HEMINGWAY’S BOY-HERO Nick Adams spends his childhood and adolescence praying to the forests of Michigan—the wilderness his sanctuary, his temple—and yet, for all of his communion with nature, Nick doesn’t turn out that well (nor did Hemingway himself). I have a family member who was reared in the woods of Maine, in the sanctified wild where I found the sublime. The last I saw her, she was two hundred pounds overweight, tattooed from neck to feet, and had a slightly off child from a nowhere-to-be-found father and not even the dimmest possibility of employment. Many of the Mainers I’ve met have become immune to the grandeur just outside their doors. They don’t even look. As I continue to contemplate a monumental uprooting from Boston into a backwoods, that cousin of mine towers like a reprimand or warning. You can’t just drop a child into the woods, clap your hands, and expect him or her to turn into Wordsworth or Carson.
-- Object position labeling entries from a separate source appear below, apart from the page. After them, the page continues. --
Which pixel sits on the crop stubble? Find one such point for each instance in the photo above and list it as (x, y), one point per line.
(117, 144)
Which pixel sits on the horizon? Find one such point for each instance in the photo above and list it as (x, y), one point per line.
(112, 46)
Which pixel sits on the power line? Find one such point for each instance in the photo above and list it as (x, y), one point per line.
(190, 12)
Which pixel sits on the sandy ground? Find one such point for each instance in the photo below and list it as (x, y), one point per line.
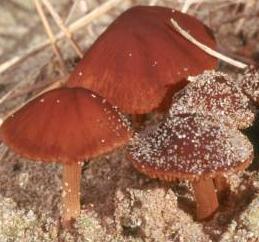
(118, 203)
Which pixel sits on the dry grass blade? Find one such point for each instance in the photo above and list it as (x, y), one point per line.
(62, 26)
(50, 35)
(99, 11)
(206, 48)
(51, 86)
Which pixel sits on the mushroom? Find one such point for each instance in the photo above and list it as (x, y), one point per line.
(216, 94)
(195, 148)
(249, 83)
(143, 59)
(66, 125)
And if Ethan is never allowed Thoreau’s all-important constancy in nature? I’ll chastise myself for choosing one place over another. But that’s the paradox of place: We want to be somewhere, and then we want to be somewhere else. There’s always somewhere better, even if the place we are is best. This dilemma of the city versus the woods has become for me a question of proper parenting, of how to inspire awe in Ethan, and how to invoke Wordsworth and Thoreau anywhere we are—at the apex of the Prudential Tower in downtown Boston or on a mountain in Colorado. The question has become not Will we move to the country? but rather What kind of father do I want to be?
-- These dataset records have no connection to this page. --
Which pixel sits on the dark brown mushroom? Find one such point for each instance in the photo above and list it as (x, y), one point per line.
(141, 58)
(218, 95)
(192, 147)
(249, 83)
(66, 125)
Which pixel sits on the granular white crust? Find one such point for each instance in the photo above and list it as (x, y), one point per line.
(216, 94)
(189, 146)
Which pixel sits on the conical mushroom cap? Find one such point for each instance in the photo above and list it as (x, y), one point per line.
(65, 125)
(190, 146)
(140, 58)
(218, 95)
It seems to me that underlying this argument is the steady urbanization America has undergone since Thoreau lived. According to this chart, the United States first became 50% urban in the early 1900s and reached 70% not too long after the conclusion of World War II.
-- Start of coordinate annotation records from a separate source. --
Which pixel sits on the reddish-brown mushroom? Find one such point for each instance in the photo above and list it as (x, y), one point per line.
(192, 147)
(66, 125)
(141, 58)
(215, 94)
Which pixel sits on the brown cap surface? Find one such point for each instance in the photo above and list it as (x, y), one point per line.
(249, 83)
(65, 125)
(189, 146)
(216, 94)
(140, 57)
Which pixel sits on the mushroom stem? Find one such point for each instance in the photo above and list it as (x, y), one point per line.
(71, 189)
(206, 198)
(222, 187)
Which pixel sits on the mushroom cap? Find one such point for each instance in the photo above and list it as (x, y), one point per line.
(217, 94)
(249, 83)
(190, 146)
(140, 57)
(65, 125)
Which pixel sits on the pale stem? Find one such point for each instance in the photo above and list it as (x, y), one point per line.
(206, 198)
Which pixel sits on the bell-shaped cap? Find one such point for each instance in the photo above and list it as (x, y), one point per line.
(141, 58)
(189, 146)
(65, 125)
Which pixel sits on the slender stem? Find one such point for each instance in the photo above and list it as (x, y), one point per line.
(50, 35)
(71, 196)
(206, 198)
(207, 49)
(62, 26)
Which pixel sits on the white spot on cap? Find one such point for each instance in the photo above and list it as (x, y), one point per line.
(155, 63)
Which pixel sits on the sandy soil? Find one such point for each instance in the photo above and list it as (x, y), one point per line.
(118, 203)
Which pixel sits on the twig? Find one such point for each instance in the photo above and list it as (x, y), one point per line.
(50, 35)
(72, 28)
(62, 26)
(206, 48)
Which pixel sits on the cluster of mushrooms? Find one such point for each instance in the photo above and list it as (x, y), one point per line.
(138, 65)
Adding to this, early American suburbs were often envisioned as a compromise between urban and rural life. These original suburbs, like Llewellyn Park, New Jersey, were built around big lots, parks, and winding streets that helped emphasize topography and natural settings. Wealthier residents could get away from the dirtiness of the city, with the urbanization rate also tied to industrialization, in the suburbs. Of course, suburbs don’t have this same natural or green reputation today. For example, suburban critic James Howard Kuntsler’s TED talk dismisses the sometimes comical attempts to make suburban settings more green such as planting single trees in the middle of planters in massive parking lots. Yet, the suburbs still tend to offer more space and are theoretically closer to nature.

There is also a hint of a class argument here. True immersion in nature requires some money to make the trip. For families that need to work, have little money for vacations, and can’t get away for a variety of reasons, nature can become a luxury.